British spirits maker Diageo Plc may have to make another open offer to the shareholders of United Spirits (USL). Capital market regulator Securities and Exchange Board of India (Sebi) is of the view that the $75-million severance package paid to Vijay Mallya by Diageo in February last year has resulted in change of ownership at the country’s largest liquor company. Change of control, regardless of the acquisition of shareholding, is one the open-offer triggers under Sebi’s takeover code regulations.

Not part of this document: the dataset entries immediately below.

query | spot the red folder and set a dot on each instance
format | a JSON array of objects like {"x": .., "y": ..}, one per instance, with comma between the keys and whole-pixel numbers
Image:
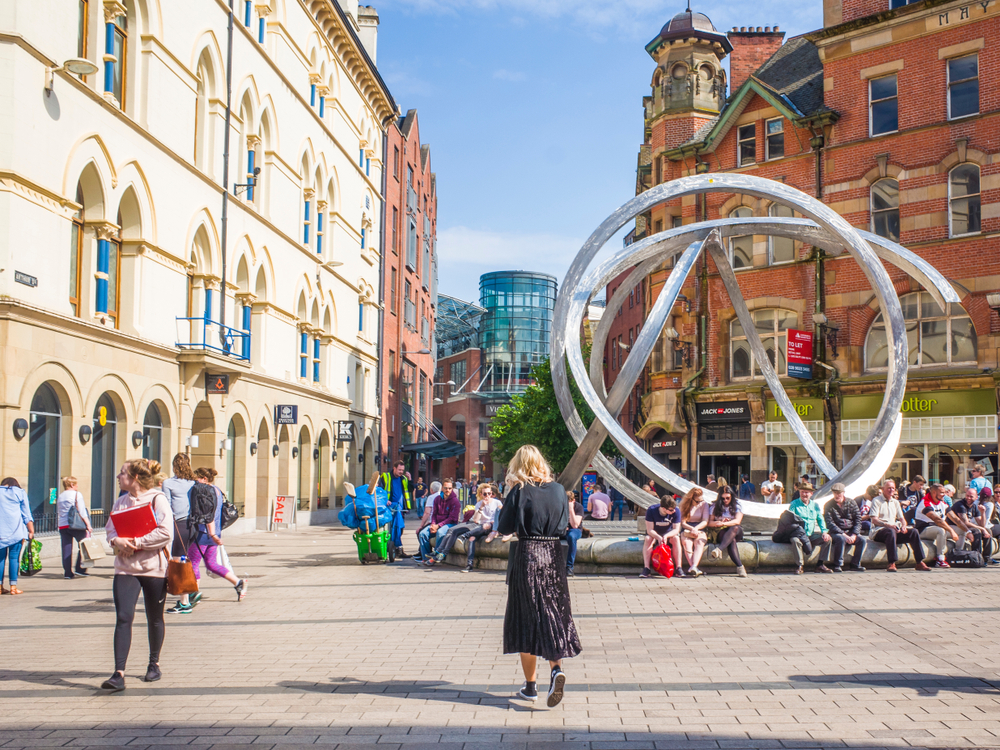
[{"x": 134, "y": 522}]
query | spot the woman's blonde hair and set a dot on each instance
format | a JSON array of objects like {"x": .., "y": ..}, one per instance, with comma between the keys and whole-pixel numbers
[
  {"x": 143, "y": 471},
  {"x": 528, "y": 466},
  {"x": 693, "y": 496}
]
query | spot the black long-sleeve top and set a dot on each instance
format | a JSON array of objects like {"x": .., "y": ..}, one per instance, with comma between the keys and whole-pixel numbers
[
  {"x": 535, "y": 510},
  {"x": 843, "y": 519}
]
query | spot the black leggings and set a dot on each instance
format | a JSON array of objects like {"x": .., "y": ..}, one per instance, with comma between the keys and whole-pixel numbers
[
  {"x": 728, "y": 540},
  {"x": 126, "y": 591}
]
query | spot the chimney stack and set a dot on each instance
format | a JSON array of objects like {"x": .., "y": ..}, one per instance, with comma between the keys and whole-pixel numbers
[{"x": 752, "y": 47}]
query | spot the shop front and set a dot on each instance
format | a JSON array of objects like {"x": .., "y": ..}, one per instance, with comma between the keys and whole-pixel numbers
[
  {"x": 785, "y": 453},
  {"x": 665, "y": 447},
  {"x": 944, "y": 434},
  {"x": 724, "y": 434}
]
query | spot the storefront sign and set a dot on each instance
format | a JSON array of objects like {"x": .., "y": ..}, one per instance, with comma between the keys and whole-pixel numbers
[
  {"x": 286, "y": 414},
  {"x": 345, "y": 431},
  {"x": 216, "y": 384},
  {"x": 799, "y": 354},
  {"x": 806, "y": 408},
  {"x": 664, "y": 442},
  {"x": 724, "y": 411},
  {"x": 925, "y": 404}
]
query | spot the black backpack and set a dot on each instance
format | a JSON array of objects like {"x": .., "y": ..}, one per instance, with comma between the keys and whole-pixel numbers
[
  {"x": 202, "y": 504},
  {"x": 229, "y": 512},
  {"x": 965, "y": 558}
]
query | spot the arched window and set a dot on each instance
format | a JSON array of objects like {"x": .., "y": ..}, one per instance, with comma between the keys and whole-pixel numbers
[
  {"x": 964, "y": 200},
  {"x": 780, "y": 249},
  {"x": 771, "y": 326},
  {"x": 115, "y": 66},
  {"x": 885, "y": 209},
  {"x": 152, "y": 434},
  {"x": 76, "y": 254},
  {"x": 44, "y": 444},
  {"x": 741, "y": 248},
  {"x": 933, "y": 337}
]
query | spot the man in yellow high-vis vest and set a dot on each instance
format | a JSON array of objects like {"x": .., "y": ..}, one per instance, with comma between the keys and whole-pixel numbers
[{"x": 397, "y": 488}]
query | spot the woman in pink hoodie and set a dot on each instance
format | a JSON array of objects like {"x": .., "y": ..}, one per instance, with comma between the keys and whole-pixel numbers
[{"x": 140, "y": 566}]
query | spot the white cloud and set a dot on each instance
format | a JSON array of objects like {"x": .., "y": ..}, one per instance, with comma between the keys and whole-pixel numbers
[
  {"x": 508, "y": 75},
  {"x": 464, "y": 254}
]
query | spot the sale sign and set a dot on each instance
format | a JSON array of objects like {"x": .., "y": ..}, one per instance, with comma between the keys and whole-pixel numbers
[
  {"x": 800, "y": 354},
  {"x": 283, "y": 506}
]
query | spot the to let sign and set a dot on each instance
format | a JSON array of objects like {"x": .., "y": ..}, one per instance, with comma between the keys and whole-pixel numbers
[
  {"x": 799, "y": 354},
  {"x": 282, "y": 509},
  {"x": 216, "y": 383},
  {"x": 286, "y": 414}
]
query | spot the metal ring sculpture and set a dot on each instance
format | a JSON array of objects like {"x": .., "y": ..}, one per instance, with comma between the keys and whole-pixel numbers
[{"x": 823, "y": 228}]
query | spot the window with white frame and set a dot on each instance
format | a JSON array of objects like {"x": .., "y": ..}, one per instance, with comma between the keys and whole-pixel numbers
[
  {"x": 963, "y": 86},
  {"x": 746, "y": 144},
  {"x": 741, "y": 248},
  {"x": 774, "y": 147},
  {"x": 883, "y": 105},
  {"x": 771, "y": 326},
  {"x": 964, "y": 201},
  {"x": 780, "y": 249},
  {"x": 885, "y": 209},
  {"x": 934, "y": 338}
]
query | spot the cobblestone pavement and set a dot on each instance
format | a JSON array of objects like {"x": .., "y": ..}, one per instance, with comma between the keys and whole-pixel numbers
[{"x": 325, "y": 651}]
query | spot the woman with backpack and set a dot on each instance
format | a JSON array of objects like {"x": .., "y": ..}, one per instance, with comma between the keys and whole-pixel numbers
[
  {"x": 140, "y": 567},
  {"x": 74, "y": 523},
  {"x": 206, "y": 515}
]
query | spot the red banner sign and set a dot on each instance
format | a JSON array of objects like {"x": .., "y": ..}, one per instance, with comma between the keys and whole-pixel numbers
[{"x": 800, "y": 354}]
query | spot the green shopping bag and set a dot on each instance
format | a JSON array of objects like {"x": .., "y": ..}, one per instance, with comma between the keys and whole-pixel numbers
[{"x": 31, "y": 559}]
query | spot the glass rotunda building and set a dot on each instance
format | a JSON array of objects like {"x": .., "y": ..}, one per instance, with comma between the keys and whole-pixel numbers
[{"x": 516, "y": 330}]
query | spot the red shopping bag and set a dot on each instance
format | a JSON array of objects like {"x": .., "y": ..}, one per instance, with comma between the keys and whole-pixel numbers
[{"x": 663, "y": 561}]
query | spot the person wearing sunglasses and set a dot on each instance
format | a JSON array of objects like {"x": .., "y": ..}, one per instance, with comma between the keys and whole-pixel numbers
[{"x": 481, "y": 524}]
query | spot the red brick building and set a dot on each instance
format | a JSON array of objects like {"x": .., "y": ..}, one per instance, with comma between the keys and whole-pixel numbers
[
  {"x": 409, "y": 290},
  {"x": 891, "y": 116}
]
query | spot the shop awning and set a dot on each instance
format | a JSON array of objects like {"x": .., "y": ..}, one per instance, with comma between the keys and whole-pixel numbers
[{"x": 435, "y": 449}]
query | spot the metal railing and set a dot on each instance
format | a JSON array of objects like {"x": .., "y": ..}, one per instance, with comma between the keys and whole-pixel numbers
[
  {"x": 48, "y": 523},
  {"x": 199, "y": 333}
]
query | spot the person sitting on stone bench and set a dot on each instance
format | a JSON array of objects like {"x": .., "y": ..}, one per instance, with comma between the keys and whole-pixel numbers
[
  {"x": 930, "y": 522},
  {"x": 814, "y": 526},
  {"x": 481, "y": 524},
  {"x": 444, "y": 515},
  {"x": 843, "y": 520},
  {"x": 889, "y": 527}
]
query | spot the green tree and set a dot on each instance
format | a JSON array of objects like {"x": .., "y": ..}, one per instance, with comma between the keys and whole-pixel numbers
[{"x": 533, "y": 417}]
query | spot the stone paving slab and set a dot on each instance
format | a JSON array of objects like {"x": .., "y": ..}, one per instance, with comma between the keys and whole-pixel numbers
[{"x": 326, "y": 652}]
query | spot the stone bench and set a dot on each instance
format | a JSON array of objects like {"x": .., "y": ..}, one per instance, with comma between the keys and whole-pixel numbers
[{"x": 617, "y": 555}]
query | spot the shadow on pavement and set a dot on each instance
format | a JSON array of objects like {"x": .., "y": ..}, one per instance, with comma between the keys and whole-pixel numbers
[
  {"x": 926, "y": 683},
  {"x": 437, "y": 690}
]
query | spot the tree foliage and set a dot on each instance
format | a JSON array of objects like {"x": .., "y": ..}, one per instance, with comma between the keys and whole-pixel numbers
[{"x": 533, "y": 417}]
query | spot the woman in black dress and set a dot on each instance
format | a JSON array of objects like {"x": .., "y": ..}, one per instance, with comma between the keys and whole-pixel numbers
[{"x": 539, "y": 619}]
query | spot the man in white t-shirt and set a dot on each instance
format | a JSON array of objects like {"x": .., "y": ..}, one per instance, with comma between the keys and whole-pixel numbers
[{"x": 772, "y": 488}]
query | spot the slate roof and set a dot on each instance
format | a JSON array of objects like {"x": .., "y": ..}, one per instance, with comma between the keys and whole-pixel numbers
[{"x": 796, "y": 71}]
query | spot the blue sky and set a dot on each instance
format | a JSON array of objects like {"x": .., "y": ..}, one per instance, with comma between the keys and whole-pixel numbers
[{"x": 533, "y": 112}]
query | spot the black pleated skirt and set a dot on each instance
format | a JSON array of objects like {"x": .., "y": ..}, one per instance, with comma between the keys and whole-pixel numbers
[{"x": 539, "y": 618}]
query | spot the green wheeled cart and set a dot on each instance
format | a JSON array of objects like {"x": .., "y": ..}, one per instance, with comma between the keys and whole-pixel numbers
[{"x": 374, "y": 546}]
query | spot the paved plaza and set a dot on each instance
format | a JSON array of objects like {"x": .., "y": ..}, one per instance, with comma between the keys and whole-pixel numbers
[{"x": 325, "y": 651}]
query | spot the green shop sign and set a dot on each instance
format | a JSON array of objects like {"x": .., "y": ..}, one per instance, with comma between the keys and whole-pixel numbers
[
  {"x": 808, "y": 409},
  {"x": 924, "y": 404}
]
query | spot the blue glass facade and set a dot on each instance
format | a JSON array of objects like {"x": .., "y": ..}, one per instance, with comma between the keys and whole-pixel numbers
[{"x": 516, "y": 331}]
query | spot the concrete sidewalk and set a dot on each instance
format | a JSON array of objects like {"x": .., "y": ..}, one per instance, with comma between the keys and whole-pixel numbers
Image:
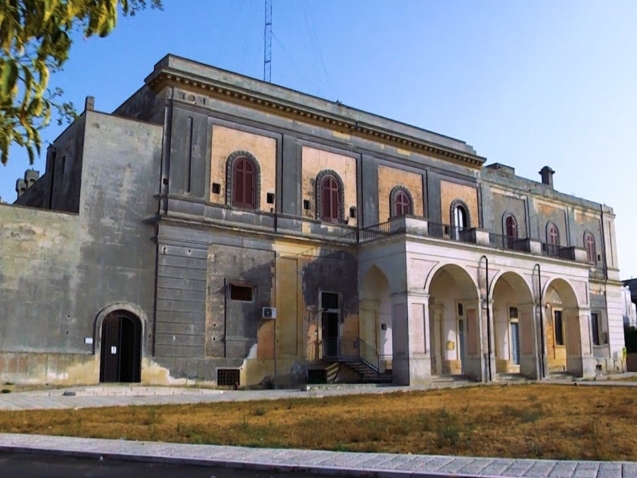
[{"x": 383, "y": 465}]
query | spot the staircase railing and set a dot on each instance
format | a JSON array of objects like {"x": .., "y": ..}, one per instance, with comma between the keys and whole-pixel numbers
[
  {"x": 368, "y": 354},
  {"x": 352, "y": 348}
]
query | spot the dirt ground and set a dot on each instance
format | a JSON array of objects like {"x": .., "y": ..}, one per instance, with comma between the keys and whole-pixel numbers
[{"x": 517, "y": 421}]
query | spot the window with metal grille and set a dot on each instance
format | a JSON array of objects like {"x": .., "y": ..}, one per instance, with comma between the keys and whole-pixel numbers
[
  {"x": 596, "y": 326},
  {"x": 228, "y": 377},
  {"x": 241, "y": 293},
  {"x": 402, "y": 204},
  {"x": 591, "y": 249},
  {"x": 243, "y": 183},
  {"x": 330, "y": 195},
  {"x": 511, "y": 226}
]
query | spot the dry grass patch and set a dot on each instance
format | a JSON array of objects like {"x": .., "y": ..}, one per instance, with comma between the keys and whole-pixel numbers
[{"x": 522, "y": 421}]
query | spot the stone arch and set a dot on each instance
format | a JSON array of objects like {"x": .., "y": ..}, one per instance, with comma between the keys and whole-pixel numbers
[
  {"x": 319, "y": 193},
  {"x": 451, "y": 266},
  {"x": 564, "y": 339},
  {"x": 230, "y": 179},
  {"x": 514, "y": 333}
]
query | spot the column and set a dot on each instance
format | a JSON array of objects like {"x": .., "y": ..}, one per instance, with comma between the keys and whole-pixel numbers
[
  {"x": 487, "y": 343},
  {"x": 411, "y": 354},
  {"x": 529, "y": 344}
]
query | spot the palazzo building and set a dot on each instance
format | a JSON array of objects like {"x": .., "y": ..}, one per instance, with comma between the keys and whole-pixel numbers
[{"x": 215, "y": 228}]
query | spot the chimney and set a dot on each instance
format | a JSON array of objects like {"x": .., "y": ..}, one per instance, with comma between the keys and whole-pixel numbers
[
  {"x": 20, "y": 187},
  {"x": 89, "y": 103},
  {"x": 30, "y": 177},
  {"x": 547, "y": 176}
]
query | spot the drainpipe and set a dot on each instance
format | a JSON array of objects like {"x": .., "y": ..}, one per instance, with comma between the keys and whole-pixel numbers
[
  {"x": 539, "y": 288},
  {"x": 605, "y": 256},
  {"x": 486, "y": 259}
]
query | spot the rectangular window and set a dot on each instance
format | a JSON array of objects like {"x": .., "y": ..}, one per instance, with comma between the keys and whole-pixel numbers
[
  {"x": 596, "y": 327},
  {"x": 240, "y": 293},
  {"x": 559, "y": 327},
  {"x": 329, "y": 300}
]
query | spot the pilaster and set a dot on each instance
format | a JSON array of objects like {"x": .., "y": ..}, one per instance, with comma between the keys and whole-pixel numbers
[{"x": 411, "y": 364}]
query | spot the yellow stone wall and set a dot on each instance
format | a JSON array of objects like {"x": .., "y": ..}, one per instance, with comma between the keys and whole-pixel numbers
[
  {"x": 388, "y": 179},
  {"x": 226, "y": 141},
  {"x": 449, "y": 192}
]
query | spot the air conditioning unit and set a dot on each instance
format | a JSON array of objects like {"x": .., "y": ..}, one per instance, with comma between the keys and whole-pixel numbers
[{"x": 268, "y": 313}]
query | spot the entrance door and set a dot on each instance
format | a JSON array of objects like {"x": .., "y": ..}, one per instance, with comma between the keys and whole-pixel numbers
[
  {"x": 121, "y": 348},
  {"x": 330, "y": 334},
  {"x": 515, "y": 343}
]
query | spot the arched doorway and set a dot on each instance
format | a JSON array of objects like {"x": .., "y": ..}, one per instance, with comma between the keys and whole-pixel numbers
[
  {"x": 454, "y": 323},
  {"x": 514, "y": 333},
  {"x": 562, "y": 333},
  {"x": 375, "y": 326},
  {"x": 120, "y": 357}
]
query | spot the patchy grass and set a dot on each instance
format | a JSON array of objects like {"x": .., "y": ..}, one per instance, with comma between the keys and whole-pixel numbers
[{"x": 522, "y": 421}]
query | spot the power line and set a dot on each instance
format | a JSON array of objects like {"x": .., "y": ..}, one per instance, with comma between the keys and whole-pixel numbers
[{"x": 267, "y": 43}]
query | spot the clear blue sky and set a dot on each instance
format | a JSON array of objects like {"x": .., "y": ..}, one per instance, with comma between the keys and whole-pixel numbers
[{"x": 527, "y": 84}]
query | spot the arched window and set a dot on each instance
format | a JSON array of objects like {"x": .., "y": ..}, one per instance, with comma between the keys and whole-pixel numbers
[
  {"x": 460, "y": 217},
  {"x": 242, "y": 180},
  {"x": 243, "y": 183},
  {"x": 552, "y": 239},
  {"x": 400, "y": 202},
  {"x": 331, "y": 198},
  {"x": 591, "y": 249}
]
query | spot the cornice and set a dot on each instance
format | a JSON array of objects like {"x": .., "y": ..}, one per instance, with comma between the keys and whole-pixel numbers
[{"x": 305, "y": 114}]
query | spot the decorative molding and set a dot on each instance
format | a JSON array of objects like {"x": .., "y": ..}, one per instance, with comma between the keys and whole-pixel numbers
[
  {"x": 392, "y": 199},
  {"x": 230, "y": 177},
  {"x": 454, "y": 204},
  {"x": 308, "y": 115}
]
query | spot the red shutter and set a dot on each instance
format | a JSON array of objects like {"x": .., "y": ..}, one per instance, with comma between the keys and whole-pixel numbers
[{"x": 237, "y": 182}]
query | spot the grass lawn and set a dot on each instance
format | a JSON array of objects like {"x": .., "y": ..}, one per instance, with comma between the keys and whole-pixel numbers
[{"x": 518, "y": 421}]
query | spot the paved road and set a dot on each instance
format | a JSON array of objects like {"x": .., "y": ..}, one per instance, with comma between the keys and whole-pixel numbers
[{"x": 32, "y": 466}]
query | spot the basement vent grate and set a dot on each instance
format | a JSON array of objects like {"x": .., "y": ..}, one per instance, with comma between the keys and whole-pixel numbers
[{"x": 228, "y": 377}]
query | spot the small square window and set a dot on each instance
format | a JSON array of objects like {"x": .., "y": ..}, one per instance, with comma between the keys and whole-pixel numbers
[
  {"x": 329, "y": 300},
  {"x": 240, "y": 293}
]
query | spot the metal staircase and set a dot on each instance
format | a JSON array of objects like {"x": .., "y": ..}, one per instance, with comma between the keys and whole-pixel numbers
[{"x": 356, "y": 355}]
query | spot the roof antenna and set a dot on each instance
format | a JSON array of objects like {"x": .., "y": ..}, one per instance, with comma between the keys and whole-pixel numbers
[{"x": 267, "y": 43}]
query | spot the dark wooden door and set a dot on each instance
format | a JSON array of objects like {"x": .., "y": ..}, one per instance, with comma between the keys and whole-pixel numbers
[
  {"x": 121, "y": 349},
  {"x": 330, "y": 334}
]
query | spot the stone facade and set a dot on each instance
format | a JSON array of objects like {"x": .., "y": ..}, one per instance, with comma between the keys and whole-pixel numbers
[{"x": 219, "y": 229}]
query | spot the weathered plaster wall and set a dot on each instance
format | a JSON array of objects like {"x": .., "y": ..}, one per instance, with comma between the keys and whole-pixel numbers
[
  {"x": 313, "y": 162},
  {"x": 59, "y": 270},
  {"x": 388, "y": 178}
]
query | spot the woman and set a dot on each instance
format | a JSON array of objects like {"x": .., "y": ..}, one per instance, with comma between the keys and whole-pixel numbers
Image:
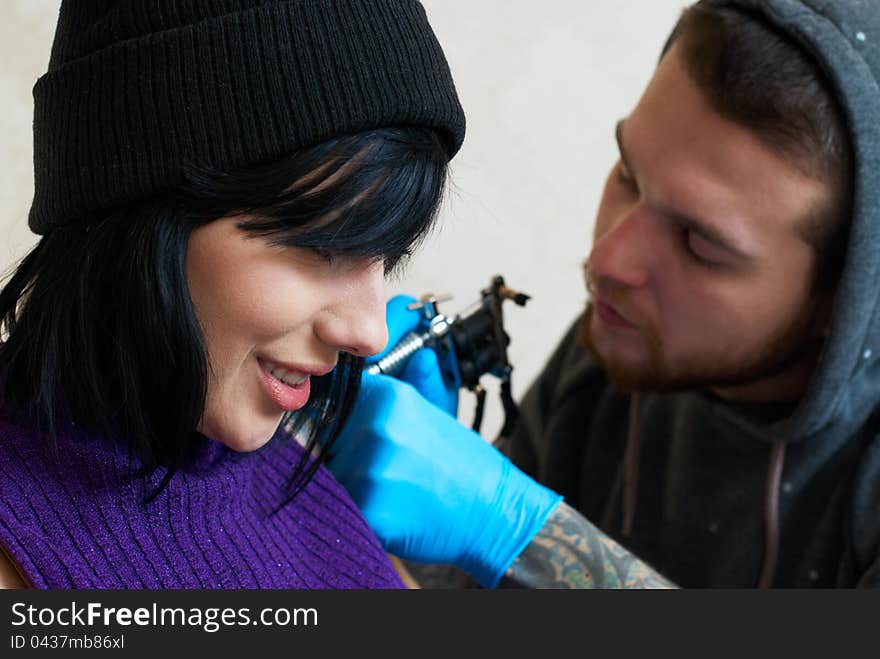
[{"x": 220, "y": 188}]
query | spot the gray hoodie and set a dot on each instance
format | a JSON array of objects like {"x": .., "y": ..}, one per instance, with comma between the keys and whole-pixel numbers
[{"x": 714, "y": 496}]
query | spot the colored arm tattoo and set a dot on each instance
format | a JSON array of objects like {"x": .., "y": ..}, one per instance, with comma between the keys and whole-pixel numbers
[{"x": 570, "y": 552}]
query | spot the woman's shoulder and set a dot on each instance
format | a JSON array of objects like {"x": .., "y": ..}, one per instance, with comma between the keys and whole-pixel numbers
[{"x": 9, "y": 576}]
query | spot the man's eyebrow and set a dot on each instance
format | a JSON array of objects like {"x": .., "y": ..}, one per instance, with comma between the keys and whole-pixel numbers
[{"x": 704, "y": 230}]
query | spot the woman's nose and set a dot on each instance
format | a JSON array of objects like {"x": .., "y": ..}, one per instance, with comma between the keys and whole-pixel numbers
[
  {"x": 623, "y": 252},
  {"x": 355, "y": 323}
]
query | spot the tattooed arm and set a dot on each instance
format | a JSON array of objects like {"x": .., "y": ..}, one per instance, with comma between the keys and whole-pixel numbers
[{"x": 569, "y": 552}]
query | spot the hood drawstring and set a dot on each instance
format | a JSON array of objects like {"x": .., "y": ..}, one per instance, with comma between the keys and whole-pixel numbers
[
  {"x": 771, "y": 515},
  {"x": 631, "y": 466}
]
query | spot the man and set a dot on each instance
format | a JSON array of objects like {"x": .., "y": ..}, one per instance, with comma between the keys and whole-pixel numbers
[{"x": 713, "y": 413}]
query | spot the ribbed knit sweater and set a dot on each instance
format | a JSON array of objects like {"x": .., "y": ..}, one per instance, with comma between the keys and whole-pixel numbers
[{"x": 76, "y": 518}]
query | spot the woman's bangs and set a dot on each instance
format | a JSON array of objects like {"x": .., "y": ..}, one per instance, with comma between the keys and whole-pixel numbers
[{"x": 377, "y": 199}]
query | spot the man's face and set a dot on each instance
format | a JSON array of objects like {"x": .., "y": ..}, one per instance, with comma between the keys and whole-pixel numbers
[{"x": 699, "y": 274}]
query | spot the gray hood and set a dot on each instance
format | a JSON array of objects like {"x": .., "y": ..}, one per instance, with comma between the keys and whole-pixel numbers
[{"x": 844, "y": 38}]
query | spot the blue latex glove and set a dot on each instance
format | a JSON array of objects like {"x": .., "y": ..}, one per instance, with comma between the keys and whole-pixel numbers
[
  {"x": 432, "y": 490},
  {"x": 438, "y": 383}
]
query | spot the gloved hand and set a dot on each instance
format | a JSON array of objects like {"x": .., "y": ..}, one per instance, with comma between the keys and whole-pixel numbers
[
  {"x": 438, "y": 383},
  {"x": 432, "y": 490}
]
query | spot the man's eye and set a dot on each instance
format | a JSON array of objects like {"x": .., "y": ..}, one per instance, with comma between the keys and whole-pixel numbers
[{"x": 702, "y": 251}]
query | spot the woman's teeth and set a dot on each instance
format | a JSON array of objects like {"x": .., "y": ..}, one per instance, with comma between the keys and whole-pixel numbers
[{"x": 290, "y": 378}]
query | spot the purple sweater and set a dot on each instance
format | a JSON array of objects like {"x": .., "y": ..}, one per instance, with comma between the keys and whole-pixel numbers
[{"x": 76, "y": 519}]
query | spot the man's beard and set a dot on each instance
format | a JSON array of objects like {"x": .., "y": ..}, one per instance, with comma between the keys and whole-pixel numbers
[{"x": 785, "y": 348}]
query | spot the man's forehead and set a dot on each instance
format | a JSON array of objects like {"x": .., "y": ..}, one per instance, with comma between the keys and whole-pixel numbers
[{"x": 703, "y": 165}]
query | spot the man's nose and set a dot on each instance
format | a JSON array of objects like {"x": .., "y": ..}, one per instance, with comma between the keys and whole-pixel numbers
[
  {"x": 623, "y": 253},
  {"x": 356, "y": 322}
]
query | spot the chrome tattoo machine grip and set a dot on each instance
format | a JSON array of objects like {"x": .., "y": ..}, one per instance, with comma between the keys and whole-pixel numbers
[{"x": 438, "y": 329}]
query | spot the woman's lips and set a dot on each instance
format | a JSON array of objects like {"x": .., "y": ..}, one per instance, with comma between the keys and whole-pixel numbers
[
  {"x": 609, "y": 315},
  {"x": 285, "y": 396}
]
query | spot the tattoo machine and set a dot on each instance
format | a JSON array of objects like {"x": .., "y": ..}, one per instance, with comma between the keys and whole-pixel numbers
[{"x": 473, "y": 340}]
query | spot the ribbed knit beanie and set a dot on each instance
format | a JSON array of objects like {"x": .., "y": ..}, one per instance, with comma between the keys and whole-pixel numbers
[{"x": 136, "y": 89}]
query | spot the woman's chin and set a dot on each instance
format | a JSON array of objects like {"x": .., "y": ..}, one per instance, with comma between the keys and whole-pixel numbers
[{"x": 243, "y": 440}]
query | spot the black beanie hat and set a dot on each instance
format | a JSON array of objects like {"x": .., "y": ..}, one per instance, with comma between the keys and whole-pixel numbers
[{"x": 136, "y": 88}]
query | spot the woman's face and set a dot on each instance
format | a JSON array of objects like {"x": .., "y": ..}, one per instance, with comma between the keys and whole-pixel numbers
[{"x": 271, "y": 318}]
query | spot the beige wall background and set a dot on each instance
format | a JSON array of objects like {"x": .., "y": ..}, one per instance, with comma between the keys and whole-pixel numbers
[{"x": 543, "y": 84}]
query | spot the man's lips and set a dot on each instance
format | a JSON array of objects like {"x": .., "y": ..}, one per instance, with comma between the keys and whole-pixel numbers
[{"x": 610, "y": 316}]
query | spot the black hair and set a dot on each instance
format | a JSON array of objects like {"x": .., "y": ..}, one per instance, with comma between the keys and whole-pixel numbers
[{"x": 101, "y": 333}]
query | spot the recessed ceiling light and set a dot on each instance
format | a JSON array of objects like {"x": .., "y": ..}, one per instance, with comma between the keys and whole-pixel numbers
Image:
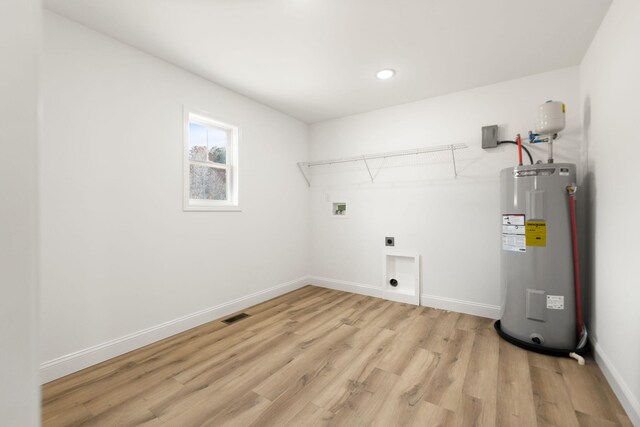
[{"x": 385, "y": 74}]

“Payment of $75 million to Vijay Mallya was not part of any agreement made previously between Diageo and Mallya at the time of making open-offer. Prima facie, it appears there is a change in control in USL from joint control of Diageo and Mallya to sole control by Diageo,” Sebi has said in a note to its board. The market regulator, at its board meeting held on January 14, discussed the USL matter in detail from the compliance of the Substantial Acquisitions of Shares and Takeover Regulations (takeover code) point of view.
Sebi in the note has said the settlement agreement — dated February 25, 2016 — entered between Diageo and Mallya is being “legally examined”.
The $75-million was paid to Mallya exit USL. Following the payment, Mallya had resigned from his position as chairman and non-executive director of USL and also as director in other group companies.
J N Gupta, managing director at Stakeholder Empowerment Services and former executive of Sebi, says change of control from joint to sole would warrant an open offer. The open-offer price will be calculated as per Sebi’s pricing formula and would also entail interest payment for the delay, he said.
Interestingly, market regulator Sebi in June 2016 had asked Diageo to revise upwards the price of the initial open offer in 2013, following substantial acquisitions of shares of USL in 2012. Diageo has challenged the Sebi’s notice before the Securities Appellate Tribunal.
According to Sebi, the Diageo’s open-offer price had not factored in a $135-million bank guarantee Diageo had provided to Mallya-owned Watson during the time of the deal.
Legal experts say the earlier open offer was made on account of Diageo’s $2.1-billion acquisition for 53 per cent stake of USL. They say after the acquisition, both Mallya and Diageo had ‘joint-control’ of USL. If Sebi establishes last year’s severance package has resulted into sole control in favour of Diageo, it would trigger a fresh open offer, they say.
Quality Review Board review
In what could further trouble for Diageo and Mallya, Sebi has also directed government-constituted Quality Review Board (QRB) to review statutory audit of USL conducted by BSR & Co LLP for the financial years 2013-14, 2014-15 and 2015-16. This is with regard to the Rs 1,880-crore fund diversion disclosed by USL involving Mallya and a few entities connected to him.
Manoj Fadnis, president, Institute of Chartered Accountants of India (ICAI) says the QRB follows a procedure to check the quality of the audit and directs disciplinary actions, if required.
Sebi is also probing the role of the board of directors of USL in the alleged fund diversion findings in USL.
“Role of independent directors in protecting the interest of shareholders and whether they had separate meetings to discuss the aforesaid issues,” Sebi said in the note, referring to the diversion of funds from USL to United Breweries Group companies from 2010 to 2013.